After mowing, don’t throw out the grass clippings but layer them over the grass for mulch. This keeps the grass cool during the hottest part of the day and helps the soil retain water. When it comes to watering, it is good to water the lawn infrequently but deeply. Frequent, shallow watering encourages the grass to have shallow roots, which is not ideal.
Spring is the best time to fertilize the lawn. It shouldn’t be fertilized during the summer because the heat makes the fertilizer burn the grass. Even if the fertilizer stimulates new growth, the heat of the summer can stress progress. Some lawns actually go dormant in the summer, and if they do, they shouldn’t be fertilized until fall. Experts recommend organic over chemical fertilizers. Organics work gently and slowly and are more eco-friendly.

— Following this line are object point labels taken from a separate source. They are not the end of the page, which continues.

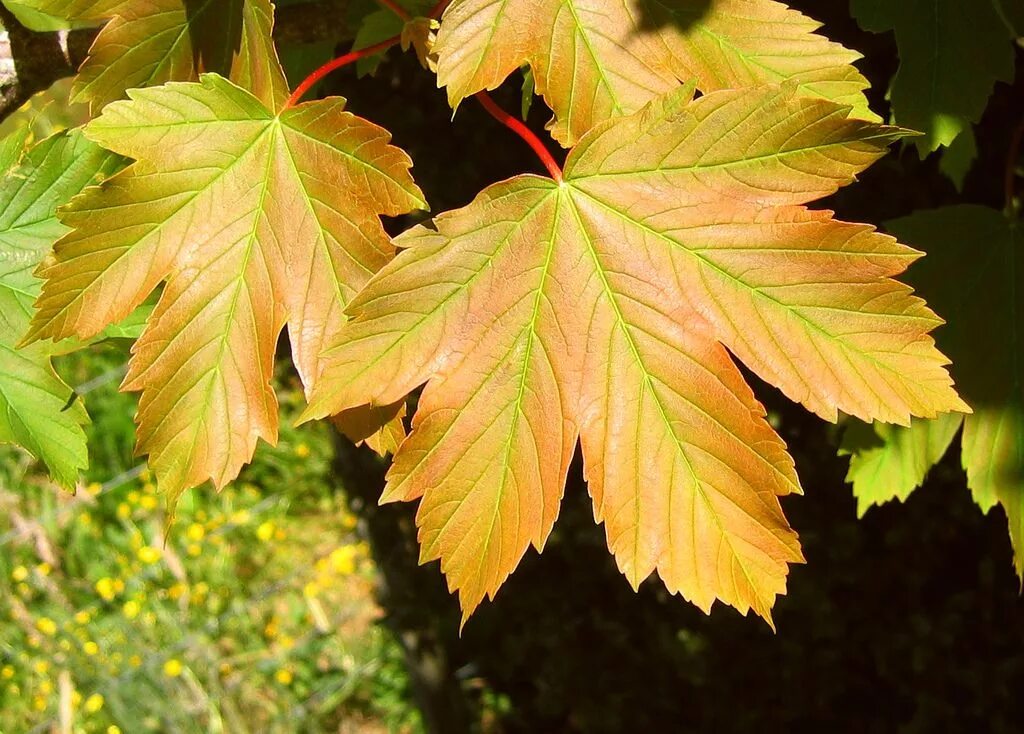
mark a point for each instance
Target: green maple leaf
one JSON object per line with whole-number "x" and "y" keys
{"x": 254, "y": 220}
{"x": 973, "y": 274}
{"x": 600, "y": 309}
{"x": 34, "y": 402}
{"x": 952, "y": 52}
{"x": 148, "y": 43}
{"x": 597, "y": 58}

The branches of fruit trees should be thinned out to allow fruit growth to expand. It may be time to cover fruit trees with netting to keep developing fruit from hungry birds and deer. In warmer climates, some herbs may be ready for harvest. Now is the time to gather and dry some for the winter and reseed the garden with more herbs to grow during the summer.

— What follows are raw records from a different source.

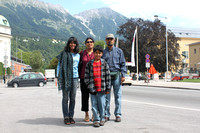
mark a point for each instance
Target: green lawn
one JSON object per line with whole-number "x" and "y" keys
{"x": 188, "y": 80}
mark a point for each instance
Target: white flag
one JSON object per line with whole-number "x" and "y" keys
{"x": 133, "y": 49}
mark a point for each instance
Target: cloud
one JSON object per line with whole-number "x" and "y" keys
{"x": 146, "y": 9}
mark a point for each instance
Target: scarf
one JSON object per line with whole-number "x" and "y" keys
{"x": 65, "y": 76}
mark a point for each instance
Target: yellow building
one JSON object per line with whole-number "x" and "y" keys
{"x": 187, "y": 36}
{"x": 194, "y": 56}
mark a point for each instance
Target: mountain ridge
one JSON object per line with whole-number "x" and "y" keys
{"x": 36, "y": 18}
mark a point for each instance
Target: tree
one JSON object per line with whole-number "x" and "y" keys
{"x": 99, "y": 42}
{"x": 36, "y": 61}
{"x": 151, "y": 40}
{"x": 25, "y": 56}
{"x": 53, "y": 63}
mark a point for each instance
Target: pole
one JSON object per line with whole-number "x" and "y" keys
{"x": 166, "y": 53}
{"x": 137, "y": 52}
{"x": 21, "y": 56}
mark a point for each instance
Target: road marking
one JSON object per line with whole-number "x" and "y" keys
{"x": 162, "y": 105}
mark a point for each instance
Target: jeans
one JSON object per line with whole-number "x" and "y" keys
{"x": 98, "y": 106}
{"x": 117, "y": 96}
{"x": 84, "y": 96}
{"x": 68, "y": 101}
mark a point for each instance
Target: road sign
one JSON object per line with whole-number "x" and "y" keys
{"x": 147, "y": 60}
{"x": 147, "y": 56}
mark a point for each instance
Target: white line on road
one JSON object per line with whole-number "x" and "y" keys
{"x": 162, "y": 105}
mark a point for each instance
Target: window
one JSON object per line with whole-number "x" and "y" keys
{"x": 185, "y": 54}
{"x": 32, "y": 76}
{"x": 25, "y": 76}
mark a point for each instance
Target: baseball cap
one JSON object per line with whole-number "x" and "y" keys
{"x": 110, "y": 36}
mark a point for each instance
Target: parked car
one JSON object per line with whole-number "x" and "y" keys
{"x": 128, "y": 80}
{"x": 28, "y": 79}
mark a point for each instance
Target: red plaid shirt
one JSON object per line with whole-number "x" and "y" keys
{"x": 97, "y": 75}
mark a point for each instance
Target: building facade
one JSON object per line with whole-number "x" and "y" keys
{"x": 194, "y": 56}
{"x": 187, "y": 36}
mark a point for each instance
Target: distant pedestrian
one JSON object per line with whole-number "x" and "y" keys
{"x": 4, "y": 79}
{"x": 98, "y": 80}
{"x": 115, "y": 58}
{"x": 67, "y": 73}
{"x": 85, "y": 56}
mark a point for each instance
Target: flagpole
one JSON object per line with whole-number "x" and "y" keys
{"x": 137, "y": 52}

If the seeds of warm weather plants such as tomatoes and eggplants have germinated indoors, now is the time to plant them outside if they have a mature leaf or two. Cool weather plants such as lettuce, kale, and spinach have already been placed in the garden and may be ready for harvesting. These plants don’t mind a haircut. If they are cut down, they’ll grow back. The one caveat is they may need to have a shade cloth placed over them during the day to protect them from the heat. When these plants get too hot or get too much sun, they may bolt.
Read more: Summer Wreath Ideas To Brighten Up Your Home
Compost bins do not have to be fancy or expensive. All the gardener needs do is buy some turkey wire, curve it into a cylinder, and place it in some inconspicuous spot in the garden. Some who don’t want their compost bin seen might choose to put it behind a baffle or wattle fence.
A compost pile is a great way to recycle those deadheaded flowers, straw, dead leaves, and the grass clippings that the gardener didn’t leave on the lawn. Once started, the compost pile should be kept damp but not sopping wet and then turned now and then. The first usable compost should be ready in about two weeks, though some might take longer depending on pile composition.
Getting the garden ready for summer is a joyful task. In addition to providing moderate exercise, it gives the gardener the pleasure of knowing the warm weather will bring more flowers, fruits, herbs, and vegetables for family and friends to enjoy.
If caring for and maintaining a garden seems like an overwhelming task, look into starting a community garden in your area. The labor and the yield can both be shared.